Sunday, December 19, 2010

Review: Hate List, by Jennifer Brown


Published: September 2009

Finally got around to it: December 2010


I was in Grade 12 when Columbine became a loaded word. I can remember the exact day, even where I was and what class I was in when the news came over the television bolted to the corner of my Literature 12 classroom. There had been incidents throughout the years of kids bringing violence and weaponry to the classroom, but few as world-changing as the massacre of 12 students and one teacher on April 20, 1999 by the hands of Eric Harris and Dylan Klebold, two unsteady individuals who had decided to punish as many as possible for the hurt, the bullying and the persecution they felt they had been the victims of for all too long.

I remember thinking at the time, in spite of the horror, that I could see how they got from point A to point B. I couldn’t relate, I didn’t sympathize, I sure as hell didn’t understand what it would take for a person to go to such extreme lengths, but objectively speaking, I felt that it was possible to draw a map from Insult One all the way to the final shots as they took themselves out of the picture. Toss in some neglectful parenting and a little psychosis and the recipe was there.

To say I wasn’t popular would be like saying snow is cold. I was, for four years, a soft, short, well-tenderized stub of a student content to see any day that I flew under the radar as a pretty damn good day. Then there were the days when you had had enough—when you daydreamed about lashing out at your French teacher for giving you an especially undeserved hard time, or finally getting the upper hand on someone before they could take advantage of you. I’d say the number of students who find themselves with these thoughts is probably far greater than those who would grow up to say “Man, high school, now those were the best years of my life.” But to dream about showing up a tormenter, and to take a gun to them and everyone in the vicinity—guilty or innocent—are two dramatically different things. So different that to understand the brain of someone capable of mass murdering a student populace would, I imagine, be next to impossible.

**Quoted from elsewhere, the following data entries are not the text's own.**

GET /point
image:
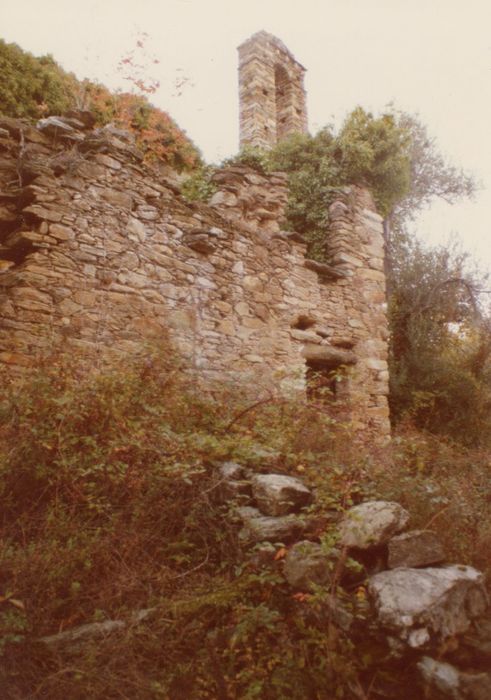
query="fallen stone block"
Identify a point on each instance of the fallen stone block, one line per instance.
(372, 523)
(423, 606)
(279, 494)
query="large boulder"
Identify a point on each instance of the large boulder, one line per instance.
(306, 564)
(372, 523)
(262, 528)
(420, 606)
(415, 548)
(278, 494)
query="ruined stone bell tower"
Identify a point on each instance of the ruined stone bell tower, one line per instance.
(271, 92)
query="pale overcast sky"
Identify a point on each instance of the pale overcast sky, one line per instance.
(430, 57)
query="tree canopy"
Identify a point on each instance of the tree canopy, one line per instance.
(34, 87)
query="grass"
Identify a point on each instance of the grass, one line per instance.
(108, 502)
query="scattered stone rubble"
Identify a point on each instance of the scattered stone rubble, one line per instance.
(417, 607)
(419, 610)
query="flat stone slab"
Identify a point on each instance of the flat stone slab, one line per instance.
(306, 564)
(278, 494)
(262, 528)
(420, 606)
(372, 523)
(415, 548)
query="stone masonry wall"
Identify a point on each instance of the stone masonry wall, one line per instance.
(97, 251)
(271, 93)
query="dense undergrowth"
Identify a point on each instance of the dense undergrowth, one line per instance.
(108, 502)
(32, 87)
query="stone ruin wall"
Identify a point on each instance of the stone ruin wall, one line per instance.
(98, 250)
(271, 92)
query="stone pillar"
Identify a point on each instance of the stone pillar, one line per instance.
(271, 92)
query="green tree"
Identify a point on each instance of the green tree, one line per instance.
(440, 342)
(370, 151)
(32, 87)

This is what Jennifer Brown attempts to do in Hate List.

Set in the aftermath of a May 2nd school shooting that leaves a half dozen dead and an entire school psychologically wounded, Hate List follows Val, the girlfriend of Nick Levil, the gunman who, using a notebook they had written together of those they wished to punish, snapped and took it upon himself to exact vengeance for all the shit he had been forced to put up with at the hands of everyone who felt it was their place to call him a freak. But Hate List isn’t about Nick. It’s about Val, how she deals with what has happened, and the changing relationship she has with her family, friends, and the victims of the list she had concocted with Nick—a list she had never intended to see the light of day. For Val, it was a harmless way to vent, to take aim and fire at those that took so much glee in making her life a day-to-day living hell. For Nick, for someone just unsteady enough to see reality in the lines of fiction, it was a roadmap to justice.

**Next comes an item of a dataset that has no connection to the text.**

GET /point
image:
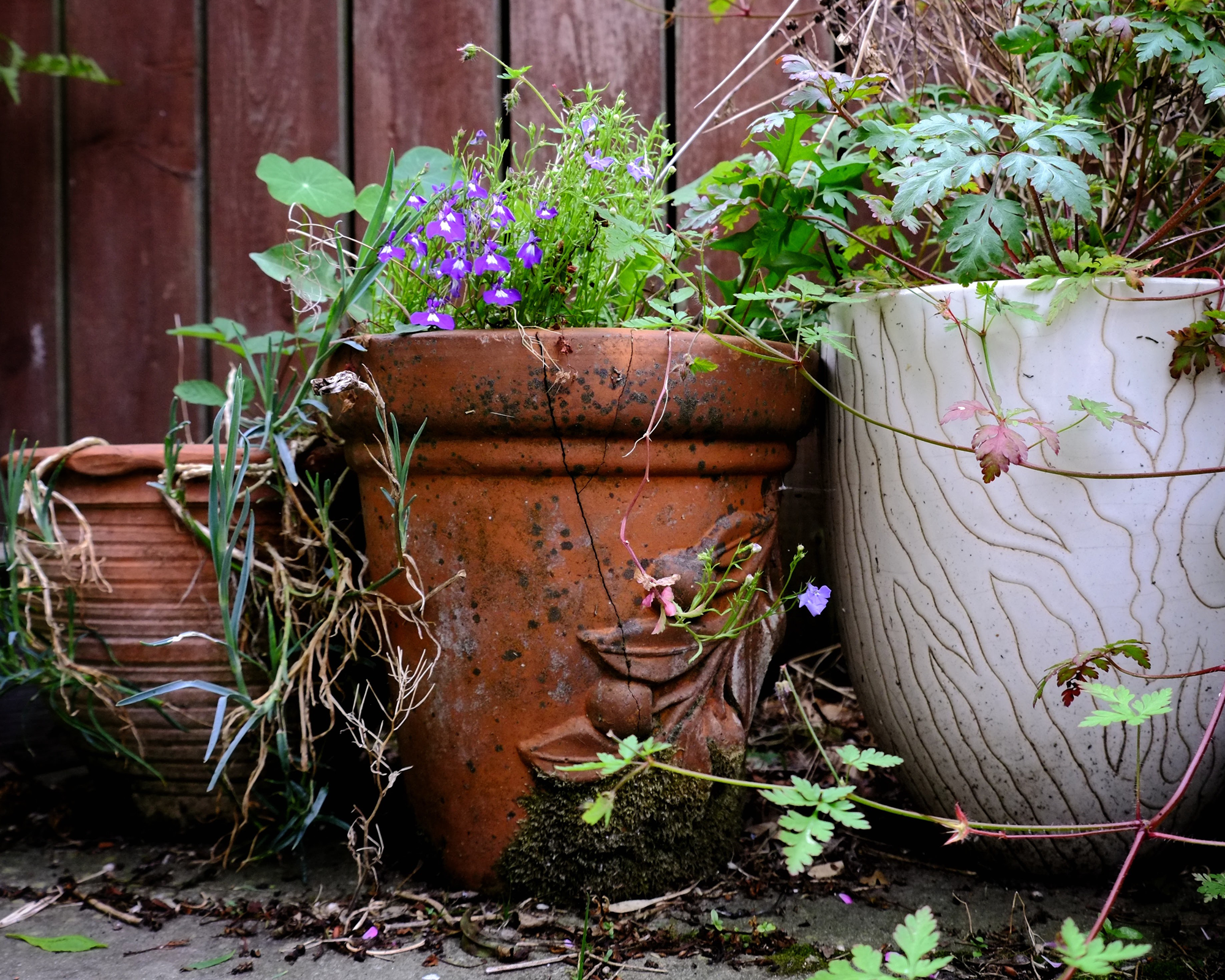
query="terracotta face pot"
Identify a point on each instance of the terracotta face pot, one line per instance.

Brown has written an intelligent, thoughtful look at not only what it takes to push someone to such horrific actions, but also the little tragedies that follow in its wake like aftershocks, forever shifting the uneasy ground beneath the feet of those left behind. For Val, the world changed when Nick began his attack, and a part of her died when he turned the gun on himself. But her journey is one of understanding—understanding that the man she loved and the monster that had been revealed were both one and the same, but also different. Understanding the implications of hate and what it means to hate. Understanding that some people are incapable of forgiveness, while others prove more capable than ever imagined—and that those elements are not confined to the intimacy of the connection (case in point: Val’s father, who couldn’t win Father of the Year if he discovered the cures for cancer, AIDS, and the common cold and made it all taste like Belgium hot chocolate).

There were parts of Hate List that were genuinely hard to stomach, such as people you so desperately wanted to grow receding into the shells of their own creation, family and friends so horrible and spiteful that you wish for comeuppance that will never come. But that frustration, those missed opportunities for reconciliation are what give this book its grounding in reality. Because death changes everyone and everything. Because some things can never be fixed. And because sometimes the only way for life to go on is to a new place, somewhere that has no map, no destination, and no lists of any kind.

Because every victim deserves a second chance.